Let $p$ be a prime number in $\mathbb{Z}$. Let $R = R_p = \{x \in \mathbb{Q}\ |\ \textrm{ord}_p(x)\geq0\}$, which is a subring of $\mathbb{Q}$.
Show that the only nonzero ideals of $R$ are the principal ideals $ \langle p^e \rangle$ for $e \geq 0$.
No idea on how to answer this. The definition is clear, but I do not think I have to use it.

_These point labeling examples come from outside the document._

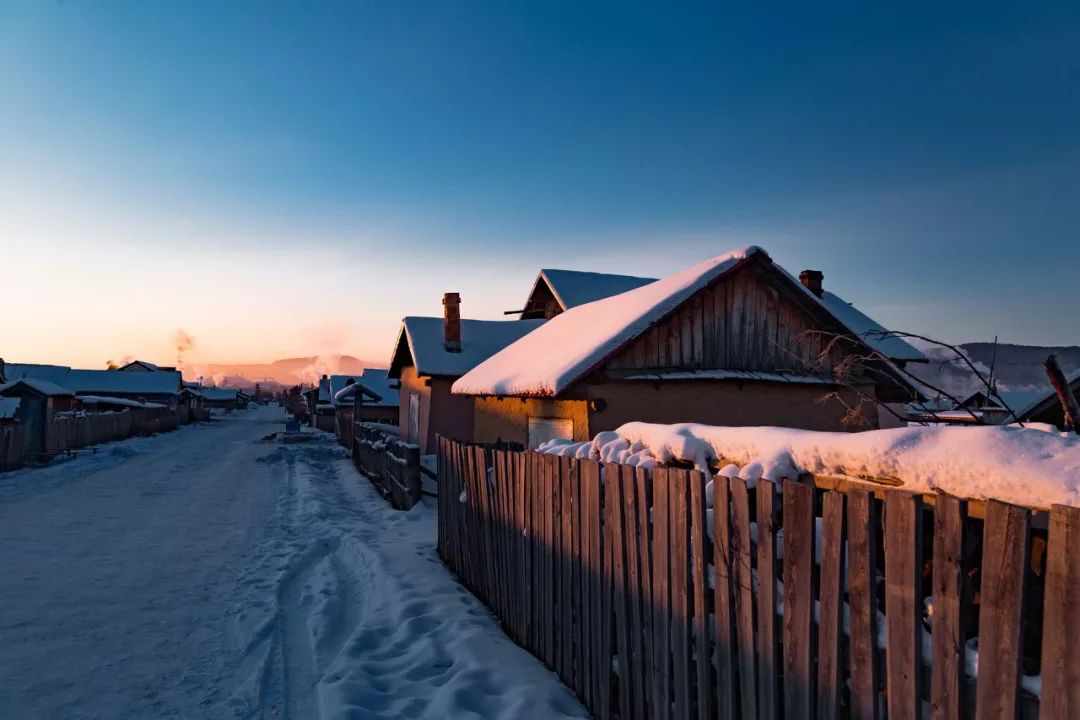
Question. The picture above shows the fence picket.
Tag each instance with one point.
(1061, 649)
(798, 565)
(946, 638)
(1000, 621)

Let $I=\langle r_1,r_2,\dots\rangle$ be an arbitrary ideal in $R$. Let $e=\max_i ord_p(r_i)$. Then for all $i$ $r_i=p^e s_i$ where $s_i\in R$. Thus $r_i\in\langle p^e\rangle$ for all $i$. Thus $I\subseteq \langle p^e\rangle$. Now let $i$ be such that $ord_p(r_i)=e$. Then $r_i=rp^e$ where $r\in\Bbb Q$ and $ord_p(r)=0$. Thus $r$ is a unit in $R$ because also $\frac1r\in R$. Thus $p^e=\frac1r r_i$. Thus $\langle p^e\rangle\subseteq\langle r_i\rangle\subseteq I$. And since we also showed $I\subseteq \langle p^e\rangle$ it follows that $\langle p^e\rangle=I$.
Thus all ideals are of the form $\langle p^e\rangle$.